Why `criterion.cuda()` is not needed but `model.cuda()` is?

nivter · May 3, 2018, 3:25am

When working on GPU, we need to do something similar to:

x.cuda()

where x can be a model or input variables.

I was wondering why is it not done for loss criteria?

criterion = nn.MSELoss()

# why is the below line not implemented?
if torch.cuda.is_available(): criterion.cuda()

Does the criterion somehow infer whether or not to use cuda from the model?

albanD · May 3, 2018, 12:41pm

The impact of moving a module to cuda is actually to move all it’s parameters to cuda.
Criterion don’t have parameters in general, so it is not necessary to do it.

nivter · May 7, 2018, 1:54am

Thank you.

So does that mean if I implement my own loss function which involves parameters, I should do criterion.cuda() to improve speed?

albanD · May 7, 2018, 8:43am

Yes if it has parameters, you will need to call .cuda() on it if the input you give to it is on the gpu.

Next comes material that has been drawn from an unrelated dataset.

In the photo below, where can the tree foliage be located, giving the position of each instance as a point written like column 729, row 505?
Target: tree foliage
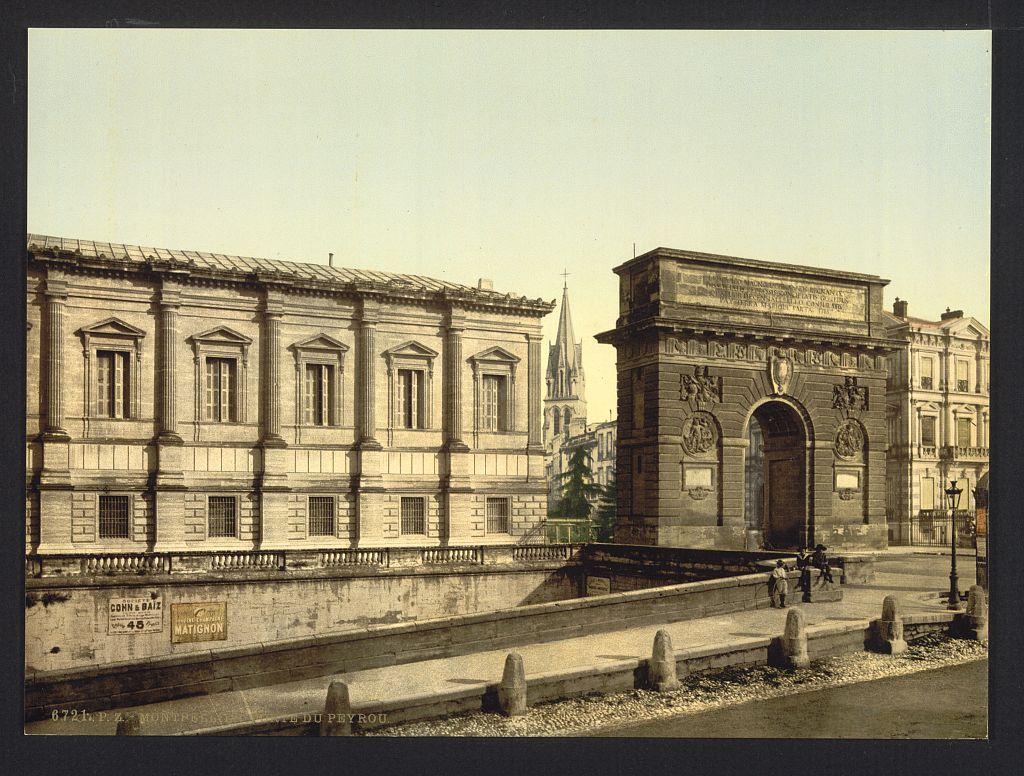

yashsharma0906 · March 11, 2021, 3:55pm

Hey @albanD,

Apologies for the direct message.
If I am using a dynamically created tensor for loss calculation, what would be the recommended approach for writing the loss function for optimizing Cuda command use? Ex. -

class KLDLoss(nn.Module):
    """KL-divergence loss between attention weight and uniform distribution"""
    def __init__(self):
        super(KLDLoss, self).__init__()
        
    def forward(self, attn_val, cluster):
        """
        Example:
          Input - attention value = torch.tensor([0.05, 0.1, 0.05, 0.1, 0.05, 0.1, 0.05, 0.05, 
                                0.1, 0.05, 0.1, 0.05, 0.1, 0.05])
                  cluster = [1, 1, 1, 1, 1, 1, 1, 2, 2, 2, 2, 2, 2, 2]
          Output - 0.0043
        """
        
        kld_loss = 0
        cluster = np.array(cluster)
        for cls in np.unique(cluster):
            index = np.where(cluster==cls)[0]
            if torch.cuda.is_available():
                kld_loss += F.kl_div(F.log_softmax(attn_val[index], dim=0)[None],\
                                torch.ones(len(index), 1)[None].cuda()/len(index),\
                                reduction = 'batchmean')
            else:
                kld_loss += F.kl_div(F.log_softmax(attn_val[index], dim=0)[None],\
                                torch.ones(len(index), 1)[None]/len(index),\
                                reduction = 'batchmean')                
        return kld_loss

Thanks!

albanD · March 11, 2021, 4:11pm

Hey,

Side note, you might want to use the builtin KL: torch.nn.functional — PyTorch 1.8.0 documentation

From your code, I think the main issue is that you’re using numpy arrays (which cannot be on GPU).
You might want to keep everything as Tensors and when you create new Tensors, you can pass the device= kwarg. In this case, you want to match the device of the inputs I guess so attn_val.device.